Bazı stratejist unvanlı konuşmacılar televizyonların hararetli tartışma programlarında siyaseti satranca benzetiyorlar. Bu yanlış. Siyaset olsa olsa, satrancın Crazy House versiyonu olabilir. Nasıl oynanır bu Crazy House? Rakipten kazandığın taşı, hamle sırası sana geldiğinde istediğin zaman istediğin kareye koyarsın. Yani klasik satranç sporundaki gibi olasılık hesaplamaları kat sayısı öyle bir artar ki, durum iyice karmaşıklaşır. Siyasette de öyle değil mi? Daha dün siyaset sahnesinde sayın Cumhurbaşkanı Erdoğan’a sayıp sıralayan bir siyasetçiyi, bir müddet sonra Ak Parti rozetini takarken görebiliriz. Sonra bir bakmışsınız İç İşleri bakanı olmuş, Cumhurbaşkanı yardımcısı  olmuş. Bunun gibi çok örnek vardır siyasette. Aynı durum muhalefette de yaşanır. İktidarın ekonomi politikasını veya Suriye politikasını çok eleştiren muhalefet bir bakmışsınız iktidar partisinde yıllarca Maliye ve Hazine Bakanlığı makamında kalmış siyasetçi ile 6+1 masa etrafında toplanmış, aralarından su sızmıyor. Yine aynı şekilde bir bakarsınız muhalefet lideri iktidarın Suriye politikasını yerden yere vurduğu ve “Tarihimizin en çapsız  bakanıdır” dediği siyasetçiyi baş tacı etmiştir. Bu yüzden siyasette olasılık katsayısı artar ve hatta hesaplanamaz hamleler gelebilir.  Klasik satranç ile siyaseti karıştırmamakta fayda var.

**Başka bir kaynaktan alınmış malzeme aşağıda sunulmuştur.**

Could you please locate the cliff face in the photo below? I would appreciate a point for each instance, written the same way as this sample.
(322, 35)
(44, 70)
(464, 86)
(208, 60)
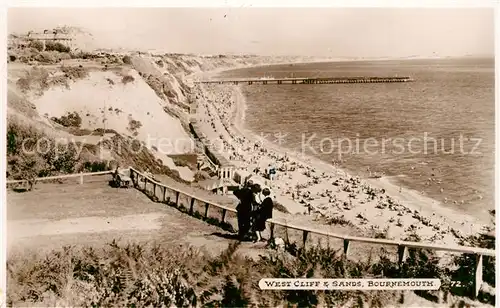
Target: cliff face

Gelelim daha büyük ve ölümcül hamlelere. Az önce verdiğim örnekler iç siyaset için geçerliydi. Dışarıya oyun büyük kurulur. Kurulmalıdır da. Yoksa hemen herkes DERİN dediği devletin şifrelerini çözerse, devletin ne derinliği kalır? Şimdi biraz geriye saralım. Şehide kelle, Apo’ya sayın diyen bir iktidar heveslisi siyasetçi var. Yetmiyor Yahudi Cesaret Madalyası alıyor. Doğal olarak Türk Derin Devletinin dışarıya mesajı şu: “İşte bakın vatana ihanet edecek, Atatürk devrim ve ilkeleri ile hesaplaşma içinde, Türk Silahlı Kuvvetleri’ni felç edecek, aradığınız adam budur.”
Pentagon, İsrail, İngiltere zokayı yutuyor. İçeride Tüsiad desteği var. Solun kalesi İletişim Yayınları’nı satın almış çakma solcu Kızıl Milyarder kod adlı Kavala’nın beslediği STK’ların desteğini almakla kalmamış, dönemin basın medya patronu Aydın Doğan’ın gazete ve televizyonlarının desteğini almış, yetmemiş “Büyük Ortadoğu Projesi Eş Başkanıyım” deyip arkasına küreselcilerin desteğini alarak, Soros’u ülkeye getirip, kırmızı halılar serdirmiş, parti flama ve bayraklarını birden bire Turuncuya boyamış,  ancak iktidar olup, BAP (Büyük Akdeniz Projesi-Mavi Vatan) Eş Başkanı çıkmış bir siyasetçi var. Objektif olalım. Objektif, gördüğünü aktarır. Seversiniz, sevmezsiniz. Hatta nefret de edebilirsiniz. Ancak durum tespiti budur.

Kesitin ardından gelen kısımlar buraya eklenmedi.